La más baja criatura

 

“¿Quién es más baja criatura, el hombre o la bestia?”

Con dientes y garras por la Naturaleza armados, los animales, según Wilmot,* matan por hambre, mientras el hombre traiciona por dinero, por posición, por lujuria, por placer. El hombre es el lobo del hombre, hemos recordado en otro editorial, y era en verdad una manera de ofender a la pobre bestia, que nunca incurriría en el canibalismo cotidiano de la lucha por dinero, por posición, por lujuria, por placer.

“A mí no me sermoneen, señores directores de Universo Odontológico.

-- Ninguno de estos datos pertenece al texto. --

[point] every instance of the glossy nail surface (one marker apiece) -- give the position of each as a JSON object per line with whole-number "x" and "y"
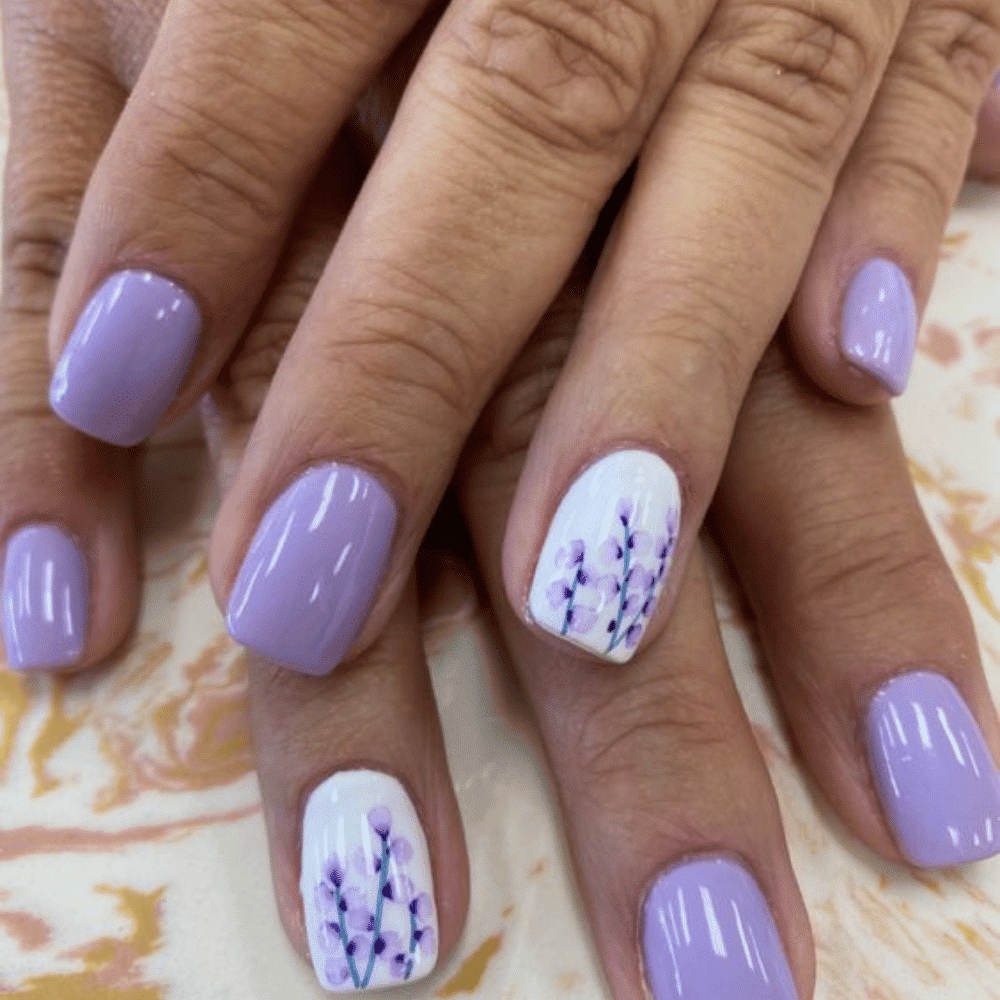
{"x": 126, "y": 357}
{"x": 708, "y": 934}
{"x": 312, "y": 569}
{"x": 939, "y": 788}
{"x": 367, "y": 890}
{"x": 878, "y": 329}
{"x": 607, "y": 554}
{"x": 46, "y": 592}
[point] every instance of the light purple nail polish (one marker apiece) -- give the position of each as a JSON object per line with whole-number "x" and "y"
{"x": 311, "y": 572}
{"x": 126, "y": 357}
{"x": 708, "y": 934}
{"x": 878, "y": 326}
{"x": 939, "y": 788}
{"x": 46, "y": 592}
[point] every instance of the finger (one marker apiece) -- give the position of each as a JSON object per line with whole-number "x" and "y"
{"x": 670, "y": 816}
{"x": 70, "y": 577}
{"x": 855, "y": 315}
{"x": 192, "y": 198}
{"x": 629, "y": 449}
{"x": 367, "y": 852}
{"x": 514, "y": 130}
{"x": 335, "y": 761}
{"x": 868, "y": 638}
{"x": 984, "y": 160}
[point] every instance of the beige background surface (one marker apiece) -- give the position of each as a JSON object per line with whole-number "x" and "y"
{"x": 132, "y": 852}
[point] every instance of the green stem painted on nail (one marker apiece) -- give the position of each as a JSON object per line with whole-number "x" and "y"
{"x": 377, "y": 928}
{"x": 413, "y": 945}
{"x": 569, "y": 607}
{"x": 342, "y": 924}
{"x": 621, "y": 600}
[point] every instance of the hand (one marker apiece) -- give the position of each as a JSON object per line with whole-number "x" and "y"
{"x": 779, "y": 147}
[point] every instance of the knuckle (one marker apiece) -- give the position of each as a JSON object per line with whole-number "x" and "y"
{"x": 219, "y": 173}
{"x": 856, "y": 567}
{"x": 803, "y": 67}
{"x": 419, "y": 349}
{"x": 572, "y": 74}
{"x": 952, "y": 49}
{"x": 634, "y": 727}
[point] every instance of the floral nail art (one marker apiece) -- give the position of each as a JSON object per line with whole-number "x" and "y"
{"x": 607, "y": 554}
{"x": 366, "y": 884}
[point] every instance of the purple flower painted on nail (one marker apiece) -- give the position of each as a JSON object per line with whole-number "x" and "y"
{"x": 352, "y": 903}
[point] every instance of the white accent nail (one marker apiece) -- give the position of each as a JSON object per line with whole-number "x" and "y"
{"x": 366, "y": 884}
{"x": 607, "y": 554}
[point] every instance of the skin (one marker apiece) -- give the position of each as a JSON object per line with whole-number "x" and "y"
{"x": 661, "y": 747}
{"x": 847, "y": 124}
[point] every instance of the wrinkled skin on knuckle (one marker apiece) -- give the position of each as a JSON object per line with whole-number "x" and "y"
{"x": 952, "y": 49}
{"x": 805, "y": 68}
{"x": 571, "y": 75}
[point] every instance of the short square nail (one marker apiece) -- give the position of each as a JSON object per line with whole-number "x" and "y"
{"x": 708, "y": 934}
{"x": 607, "y": 554}
{"x": 126, "y": 357}
{"x": 313, "y": 567}
{"x": 939, "y": 788}
{"x": 367, "y": 890}
{"x": 878, "y": 326}
{"x": 46, "y": 593}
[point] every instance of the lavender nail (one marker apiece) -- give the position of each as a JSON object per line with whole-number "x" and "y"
{"x": 707, "y": 933}
{"x": 46, "y": 589}
{"x": 126, "y": 357}
{"x": 310, "y": 575}
{"x": 938, "y": 785}
{"x": 879, "y": 324}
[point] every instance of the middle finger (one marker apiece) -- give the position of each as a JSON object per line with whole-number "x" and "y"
{"x": 492, "y": 176}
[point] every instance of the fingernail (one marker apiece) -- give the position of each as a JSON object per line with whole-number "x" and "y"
{"x": 878, "y": 327}
{"x": 46, "y": 590}
{"x": 939, "y": 788}
{"x": 126, "y": 357}
{"x": 311, "y": 572}
{"x": 367, "y": 890}
{"x": 708, "y": 933}
{"x": 607, "y": 554}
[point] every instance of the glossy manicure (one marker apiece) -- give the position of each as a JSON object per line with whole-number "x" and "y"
{"x": 939, "y": 788}
{"x": 708, "y": 934}
{"x": 311, "y": 572}
{"x": 46, "y": 591}
{"x": 367, "y": 890}
{"x": 607, "y": 554}
{"x": 126, "y": 357}
{"x": 878, "y": 329}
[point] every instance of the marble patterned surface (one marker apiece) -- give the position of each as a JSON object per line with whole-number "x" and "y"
{"x": 132, "y": 851}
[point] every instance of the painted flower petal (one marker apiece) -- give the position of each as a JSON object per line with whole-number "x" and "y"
{"x": 611, "y": 550}
{"x": 558, "y": 593}
{"x": 401, "y": 850}
{"x": 582, "y": 618}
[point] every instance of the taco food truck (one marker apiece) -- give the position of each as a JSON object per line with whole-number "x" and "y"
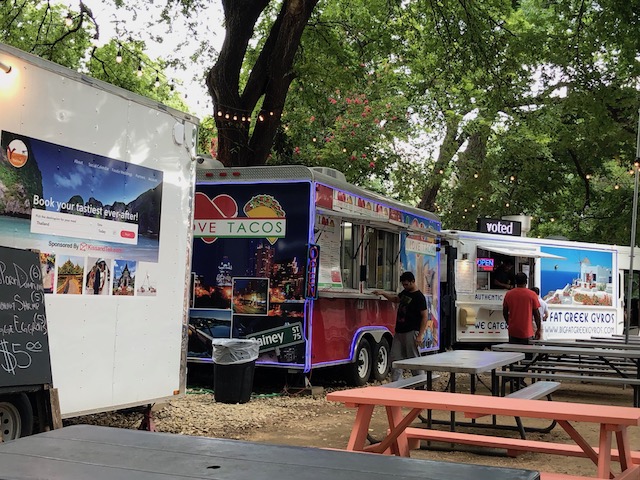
{"x": 289, "y": 255}
{"x": 99, "y": 182}
{"x": 580, "y": 282}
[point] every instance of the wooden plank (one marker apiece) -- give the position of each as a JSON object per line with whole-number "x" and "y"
{"x": 512, "y": 407}
{"x": 570, "y": 377}
{"x": 414, "y": 381}
{"x": 512, "y": 445}
{"x": 561, "y": 476}
{"x": 535, "y": 391}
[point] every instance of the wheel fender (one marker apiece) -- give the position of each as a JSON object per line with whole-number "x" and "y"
{"x": 376, "y": 334}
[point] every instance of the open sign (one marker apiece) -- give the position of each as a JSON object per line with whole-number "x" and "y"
{"x": 313, "y": 258}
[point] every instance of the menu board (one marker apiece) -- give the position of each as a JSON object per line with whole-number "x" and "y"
{"x": 24, "y": 344}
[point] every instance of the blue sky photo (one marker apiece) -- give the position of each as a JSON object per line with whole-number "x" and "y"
{"x": 66, "y": 172}
{"x": 557, "y": 273}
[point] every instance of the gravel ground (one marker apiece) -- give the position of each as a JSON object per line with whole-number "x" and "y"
{"x": 295, "y": 419}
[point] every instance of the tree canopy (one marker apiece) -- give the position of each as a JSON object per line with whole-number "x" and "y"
{"x": 468, "y": 109}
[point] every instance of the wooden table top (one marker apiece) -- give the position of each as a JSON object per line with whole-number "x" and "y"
{"x": 461, "y": 361}
{"x": 86, "y": 452}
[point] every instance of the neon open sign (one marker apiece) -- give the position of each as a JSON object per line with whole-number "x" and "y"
{"x": 313, "y": 257}
{"x": 485, "y": 264}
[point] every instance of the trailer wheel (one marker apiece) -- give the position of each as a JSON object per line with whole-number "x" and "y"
{"x": 381, "y": 363}
{"x": 360, "y": 370}
{"x": 16, "y": 416}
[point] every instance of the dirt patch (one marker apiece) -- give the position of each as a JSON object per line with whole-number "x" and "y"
{"x": 292, "y": 419}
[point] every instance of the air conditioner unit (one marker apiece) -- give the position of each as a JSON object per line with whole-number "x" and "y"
{"x": 330, "y": 172}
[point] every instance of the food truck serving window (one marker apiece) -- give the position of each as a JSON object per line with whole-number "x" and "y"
{"x": 348, "y": 254}
{"x": 382, "y": 253}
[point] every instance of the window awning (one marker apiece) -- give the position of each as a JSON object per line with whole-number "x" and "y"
{"x": 378, "y": 222}
{"x": 515, "y": 251}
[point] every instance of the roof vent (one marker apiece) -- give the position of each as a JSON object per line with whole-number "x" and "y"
{"x": 330, "y": 172}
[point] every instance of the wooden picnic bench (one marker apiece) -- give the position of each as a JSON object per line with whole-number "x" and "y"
{"x": 609, "y": 359}
{"x": 613, "y": 420}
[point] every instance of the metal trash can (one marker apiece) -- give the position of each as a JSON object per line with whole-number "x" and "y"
{"x": 234, "y": 365}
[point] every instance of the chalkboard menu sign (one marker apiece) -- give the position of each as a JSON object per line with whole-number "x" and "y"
{"x": 24, "y": 344}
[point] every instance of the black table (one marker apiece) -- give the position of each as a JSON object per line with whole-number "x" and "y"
{"x": 85, "y": 452}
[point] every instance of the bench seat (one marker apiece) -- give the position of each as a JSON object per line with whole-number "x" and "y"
{"x": 570, "y": 377}
{"x": 410, "y": 382}
{"x": 512, "y": 445}
{"x": 535, "y": 391}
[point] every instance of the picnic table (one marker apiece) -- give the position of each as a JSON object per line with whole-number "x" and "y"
{"x": 611, "y": 364}
{"x": 86, "y": 452}
{"x": 472, "y": 362}
{"x": 590, "y": 342}
{"x": 613, "y": 420}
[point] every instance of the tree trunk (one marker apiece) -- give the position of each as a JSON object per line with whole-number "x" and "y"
{"x": 245, "y": 136}
{"x": 450, "y": 146}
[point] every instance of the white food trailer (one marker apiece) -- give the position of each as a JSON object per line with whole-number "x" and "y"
{"x": 100, "y": 182}
{"x": 580, "y": 282}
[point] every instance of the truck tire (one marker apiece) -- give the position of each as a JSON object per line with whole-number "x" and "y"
{"x": 16, "y": 416}
{"x": 381, "y": 363}
{"x": 359, "y": 371}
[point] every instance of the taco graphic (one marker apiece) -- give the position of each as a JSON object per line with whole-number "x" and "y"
{"x": 264, "y": 206}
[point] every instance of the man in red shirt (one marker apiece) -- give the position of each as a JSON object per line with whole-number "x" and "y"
{"x": 519, "y": 305}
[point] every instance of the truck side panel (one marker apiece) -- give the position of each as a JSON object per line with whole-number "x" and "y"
{"x": 120, "y": 171}
{"x": 338, "y": 321}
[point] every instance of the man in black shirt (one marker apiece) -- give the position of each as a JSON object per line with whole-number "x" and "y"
{"x": 411, "y": 322}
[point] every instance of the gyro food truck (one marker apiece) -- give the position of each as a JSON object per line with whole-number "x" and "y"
{"x": 579, "y": 281}
{"x": 289, "y": 255}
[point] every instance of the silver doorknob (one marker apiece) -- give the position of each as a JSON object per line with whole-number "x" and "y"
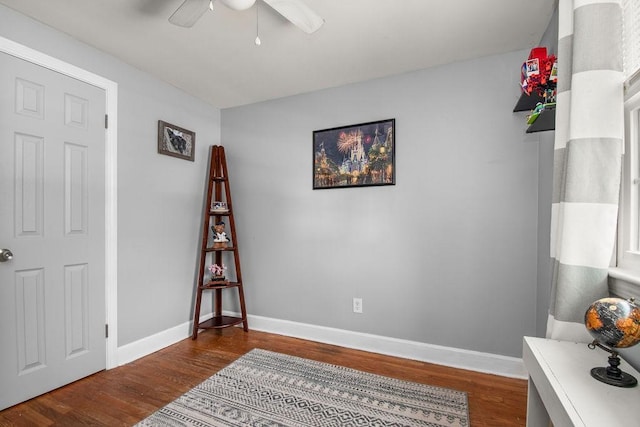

Dedíquense a lo nuestro que es la odontología y métanse en el bolsillo la moralina,” podría retrucarnos un joven lector o un viejo amargado (que aquél se convertirá en éste y éste hace rato que perdió las variopintas plumas de aquél).

Y no dejarían de tener razón.

Somos un par de estólidos.

Todavía seguimos creyendo que el hombre puede llegar a ser algo más que una bestia, que puede superarse, que cabe soñar con que piense en sí como parte de una sociedad, que se integre a la comunidad y a los colegas, que se esfuerce por el bien de todos y no por apenas el propio. (Que siga a Epicteto y a Erasmo, según lo que el lector podrá ver en Digresiones y en el Libro del mes.)

¡Qué par de estólidos!

¡Miren que fantasear con una organización que agrupe y no separe! ¡Miren que creer que la dirigencia institucional podría llegar a trabajar para todos, y no para unos pocos contados, para que todos tengan trabajo digno y que la población tenga salud bucal!

En fin, estamos de regreso de las vacaciones y el cielo azul nos hizo soñar con una profesión solidaria, con aspiraciones elevadas, sin individualismos, y nos hizo creer que machacando y machacando, como gotas de agua, de esas que hacen el infinito mar, podíamos llegar a horadar la dura piedra del egoísta corazón de los dirigentes.

Horacio Martínez                          Emilio Bruzzo

 

*¿Quién es la más baja criatura, el hombre o la bestia? / Aves de aves se alimentan, bestias se comen bestias, / Pero el salvaje hombre al propio hombre vende. / Apretados por la penuria, armados con dientes y garras / matan por hambre, cazan para comer, / no el hombre, que al semejante / daña hasta sólo por placer. /  Toman lo que Natura les da para su necesidad, / mientras el hombre sonríe, abraza, se amiga y elogia / e inhumanamente a otro humano traiciona.

No textual, de A Satyre on Mankind, por  John Wilmot, Earl of Rochester [Fragmento original: Which is the basest creature, man or beast?/ Birds feed on birds, beasts on each other prey, / But savage man alone does man betray./ Pressed by necessity, they kill for food; / Man undoes man to do himself no good./ With teeth and claws by nature armed, they hunt / Nature's allowance, to supply their want. / But man, with smiles, embraces, friendships, praise, / inhumanly his fellow's life betrays.